AUSTIN, Texas - On Tuesday, Environmental Protection Agency Administrator Scott Pruitt repealed the Obama-era Clean Power Plan.

“The EPA is no longer in the business of picking winners or losers," Pruitt said.

Those who opposed the clean power plan say it gave an unfair advantage to clean energy. Even though the plan was never technically implemented, repealing it has some cheering.

"Here in Texas if the EPA had implemented the clean power plan, it would have forced nearly half of the existing coal fired power plants to close," said Robert Henneke of the right-leaning Texas Public Policy Foundation.

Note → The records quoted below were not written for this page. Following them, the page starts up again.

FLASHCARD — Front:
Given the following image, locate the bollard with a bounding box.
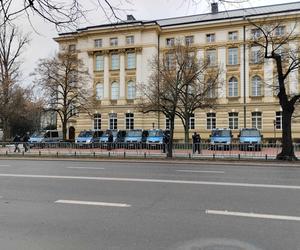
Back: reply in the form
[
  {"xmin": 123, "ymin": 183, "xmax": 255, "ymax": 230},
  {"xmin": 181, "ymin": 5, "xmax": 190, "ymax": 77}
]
[
  {"xmin": 189, "ymin": 153, "xmax": 191, "ymax": 159},
  {"xmin": 93, "ymin": 152, "xmax": 96, "ymax": 158},
  {"xmin": 213, "ymin": 153, "xmax": 215, "ymax": 160},
  {"xmin": 56, "ymin": 152, "xmax": 59, "ymax": 157},
  {"xmin": 75, "ymin": 151, "xmax": 77, "ymax": 157},
  {"xmin": 6, "ymin": 151, "xmax": 8, "ymax": 155},
  {"xmin": 108, "ymin": 152, "xmax": 111, "ymax": 157},
  {"xmin": 238, "ymin": 154, "xmax": 240, "ymax": 160},
  {"xmin": 22, "ymin": 151, "xmax": 24, "ymax": 156},
  {"xmin": 124, "ymin": 152, "xmax": 126, "ymax": 158},
  {"xmin": 39, "ymin": 151, "xmax": 41, "ymax": 156},
  {"xmin": 265, "ymin": 154, "xmax": 268, "ymax": 160},
  {"xmin": 144, "ymin": 152, "xmax": 146, "ymax": 158}
]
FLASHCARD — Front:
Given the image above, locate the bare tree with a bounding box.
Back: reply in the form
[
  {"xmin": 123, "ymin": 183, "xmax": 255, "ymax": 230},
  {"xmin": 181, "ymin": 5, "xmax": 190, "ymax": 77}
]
[
  {"xmin": 249, "ymin": 19, "xmax": 300, "ymax": 160},
  {"xmin": 33, "ymin": 50, "xmax": 92, "ymax": 140},
  {"xmin": 0, "ymin": 23, "xmax": 29, "ymax": 140}
]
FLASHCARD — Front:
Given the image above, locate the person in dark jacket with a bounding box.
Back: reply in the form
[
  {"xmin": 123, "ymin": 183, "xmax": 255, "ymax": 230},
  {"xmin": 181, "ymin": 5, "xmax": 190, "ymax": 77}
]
[
  {"xmin": 192, "ymin": 132, "xmax": 201, "ymax": 154},
  {"xmin": 107, "ymin": 131, "xmax": 114, "ymax": 151},
  {"xmin": 13, "ymin": 134, "xmax": 21, "ymax": 153},
  {"xmin": 22, "ymin": 132, "xmax": 30, "ymax": 152}
]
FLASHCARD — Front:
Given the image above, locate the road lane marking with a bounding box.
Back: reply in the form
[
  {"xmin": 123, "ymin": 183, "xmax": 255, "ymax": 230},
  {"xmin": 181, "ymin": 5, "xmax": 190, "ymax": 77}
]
[
  {"xmin": 1, "ymin": 173, "xmax": 300, "ymax": 190},
  {"xmin": 67, "ymin": 167, "xmax": 105, "ymax": 170},
  {"xmin": 176, "ymin": 170, "xmax": 225, "ymax": 174},
  {"xmin": 0, "ymin": 165, "xmax": 10, "ymax": 167},
  {"xmin": 55, "ymin": 200, "xmax": 131, "ymax": 207},
  {"xmin": 206, "ymin": 210, "xmax": 300, "ymax": 222}
]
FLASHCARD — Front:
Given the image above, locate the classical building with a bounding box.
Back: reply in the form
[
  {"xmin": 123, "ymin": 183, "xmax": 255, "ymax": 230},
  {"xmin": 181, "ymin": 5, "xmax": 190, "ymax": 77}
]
[{"xmin": 54, "ymin": 2, "xmax": 300, "ymax": 141}]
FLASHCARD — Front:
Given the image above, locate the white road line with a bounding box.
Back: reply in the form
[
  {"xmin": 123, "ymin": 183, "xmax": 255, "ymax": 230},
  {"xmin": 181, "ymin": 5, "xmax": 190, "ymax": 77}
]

Coal power plants in Texas are already shutting down. The Monticello power plant, just east of Dallas, recently gave word that it would be closing in January.

But research fellow Joshua Rhodes at the University of Texas Energy Institute said this latest move won't save coal.

"We may see some delays in some retirements of some plants, but in general the trend is still going down to where we're moving more towards gas and renewables and away from coal," Rhodes said.

Rhodes says natural gas is already cheaper than coal, and the price of renewable energy is dropping fast.

"They just keep going down,” Rhodes said.

Meanwhile in cities like Austin, forty percent of the city’s power already comes from solar and other renewables.

"The only thing that will change our story is if the people of Austin say suddenly, 'no, we don't care about our impact on the world,'” said Austin Energy’s Robert Cullick. “And I just don't see that happening."